As an illustration of the regard in which the opinions of Chancellor Hanson were held I may refer to the case of Damarest vs. Wynkoop. * * * The opinion in this case was delivered by Chancellor Kent, and the question was one similar to Lamar vs. Clarke, 3 H. & McH., 338, a question of limitations. The decree of Chancellor Hanson was reversed by the Court of Appeals in the latter case. Chancellor Kent, in the case first mentioned, adopted the view of Hanson instead of that of the Court of Appeals, and in doing so used this language:

"* * * This is clear judicial sanction to the doctrine of Lord Talbot, and, therefore, as well upon authority as upon the reason and policy of the rule I conclude that the Court of Appeals of Maryland was in this instance mistaken; and with respect to the learned Chancellor's opinion, notwithstanding the reversal, I trust I may without offense be permitted to say 'Scaevolve assentior.' " This case and Chancellor Hanson's opinion were afterwards adopted by the Court of Appeals in Hertie vs. Schwartze, 3 Md., 383, where its former decision was overruled."

===Chancellor of Maryland===
On October 3, 1789, Hanson was appointed to succeed John Rogers, deceased, Chancellor of the State of Maryland. This appointment was made after the place had been offered to Robert Hanson Harrison, who was at that time Judge of the General Court, but had been offered a seat on the Supreme Court of the United States. Harrison was strongly urged by Alexander Hamilton to accept the appointment, and finally declined the Chancellorship for this reason, but died on his way to take his seat. Hanson was about this time himself offered a United States district court judgeship, but declined.

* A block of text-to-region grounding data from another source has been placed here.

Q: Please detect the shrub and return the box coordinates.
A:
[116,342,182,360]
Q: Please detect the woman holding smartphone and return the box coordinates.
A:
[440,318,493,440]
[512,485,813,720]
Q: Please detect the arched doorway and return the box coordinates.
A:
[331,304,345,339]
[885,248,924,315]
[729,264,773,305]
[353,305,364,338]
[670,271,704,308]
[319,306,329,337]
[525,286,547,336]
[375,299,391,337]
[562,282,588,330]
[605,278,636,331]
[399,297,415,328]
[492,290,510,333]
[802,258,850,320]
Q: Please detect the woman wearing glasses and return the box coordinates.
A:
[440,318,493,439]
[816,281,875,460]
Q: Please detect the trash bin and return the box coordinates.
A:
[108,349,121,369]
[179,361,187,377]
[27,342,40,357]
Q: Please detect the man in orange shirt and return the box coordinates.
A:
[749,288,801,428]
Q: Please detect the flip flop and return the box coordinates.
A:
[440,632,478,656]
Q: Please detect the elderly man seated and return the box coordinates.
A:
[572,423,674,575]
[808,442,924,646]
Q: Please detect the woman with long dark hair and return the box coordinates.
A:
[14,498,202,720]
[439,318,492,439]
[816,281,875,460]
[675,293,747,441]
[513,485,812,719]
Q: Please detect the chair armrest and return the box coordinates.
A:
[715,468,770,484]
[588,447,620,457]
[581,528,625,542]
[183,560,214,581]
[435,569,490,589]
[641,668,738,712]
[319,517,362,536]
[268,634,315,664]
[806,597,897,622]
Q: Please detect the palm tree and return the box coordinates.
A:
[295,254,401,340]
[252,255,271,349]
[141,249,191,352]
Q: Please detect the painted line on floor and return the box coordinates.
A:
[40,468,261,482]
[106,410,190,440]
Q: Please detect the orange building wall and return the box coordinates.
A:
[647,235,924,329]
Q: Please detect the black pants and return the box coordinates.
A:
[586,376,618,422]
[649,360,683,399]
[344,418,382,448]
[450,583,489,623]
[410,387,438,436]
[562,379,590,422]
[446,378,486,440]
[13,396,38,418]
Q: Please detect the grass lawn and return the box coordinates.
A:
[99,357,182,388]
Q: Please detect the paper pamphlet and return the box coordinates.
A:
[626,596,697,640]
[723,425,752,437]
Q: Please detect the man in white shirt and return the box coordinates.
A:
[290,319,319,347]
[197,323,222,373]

While serving as Chancellor, Hanson was a member of the Convention called to consider the proposed Constitution of the United States. He was a strong advocate of its adoption. In 1789, he was appointed to digest the Testamentary Laws of the State. He was a Presidential Elector in both of the elections of General Washington to the Presidency. He was a visitor of St. John's College and a great friend of that institution. In 1803, he was appointed to a committee to defend it against its adversaries.

==Personal life==
Chancellor Hanson was married to Rebecca Howard (1759–1806) of Annapolis. Together, they were the parents of three children:

- Charles Wallace Hanson (1783–1853), a judge who married Rebecca Dorsey Ridgely (1786–1837) of Hampton, the eldest daughter of Charles Ridgely, governor of Maryland from 1815 to 1818.
- Alexander Contee Hanson (1786–1819), who became a U.S. Senator and who married Priscilla Dorsey (1789–1849), daughter of Edward Dorsey and inheritor of the Belmont Estate.
- Mary Jane Hanson (1791–1815), who married Thomas Peabody Grosvenor (1778–1817), a U.S. Representative from New York.

Hanson seems to have been a religious man and of the kindest disposition. He was charitable, and many acts of kindness are related by his grandson. He took several young men under his care and treated them with a fatherly kindness. He died by a stroke of apoplexy January 16, 1806.

===Honors===
Chancellor Hanson received the degree of LL.D. from one of the Universities, but the identity of the institution is not known.